I have a Polars DataFrame consisting of two series, 'foo' and 'bar', which contain lists of integers. I want to create a new column that assigns a value of 1 if the start word (first element) of the 'foo' series is equal to the start word of the 'bar' series, and 0 otherwise. I'm using Polars, which seems a bit more complex than pandas.
Here is the example DataFrame I'm working with:
dff = pl.DataFrame({"foo": [[1, 3, 3, 3], [3, 5, 3, 4], [4, 7, 5, 3]], "bar": [[3, 345, 3, 4], [3, 4, 334, 2], [4, 52, 4, 2]]})

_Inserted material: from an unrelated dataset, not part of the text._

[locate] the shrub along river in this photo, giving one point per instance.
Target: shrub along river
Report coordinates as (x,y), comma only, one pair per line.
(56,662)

The shape of the DataFrame is:
shape: (3, 2)
┌─────────────┬───────────────┐
│ foo ┆ bar │
│ --- ┆ --- │
│ list[i64] ┆ list[i64] │
╞═════════════╪═══════════════╡
│ [1, 3, … 3] ┆ [3, 345, … 4] │
│ [3, 5, … 4] ┆ [3, 4, … 2] │
│ [4, 7, … 3] ┆ [4, 52, … 2] │
└─────────────┴───────────────┘
I would like to create a new column named 'common start' that reflects whether the start word of 'foo' matches the start word of 'bar'. The expected output for the 'common start' column in this case would be: [0, 1, 1]
.
shape: (3, 3)
┌─────────────┬───────────────┬──────────────┐
│ foo ┆ bar ┆ common_start │
│ --- ┆ --- ┆ --- │
│ list[i64] ┆ list[i64] ┆ i64 │
╞═════════════╪═══════════════╪══════════════╡
│ [1, 3, … 3] ┆ [3, 345, … 4] ┆ 0 │
│ [3, 5, … 4] ┆ [3, 4, … 2] ┆ 1 │
│ [4, 7, … 3] ┆ [4, 52, … 2] ┆ 1 │
└─────────────┴───────────────┴──────────────┘
How can I achieve this? Any guidance or examples using Polars would be greatly appreciated.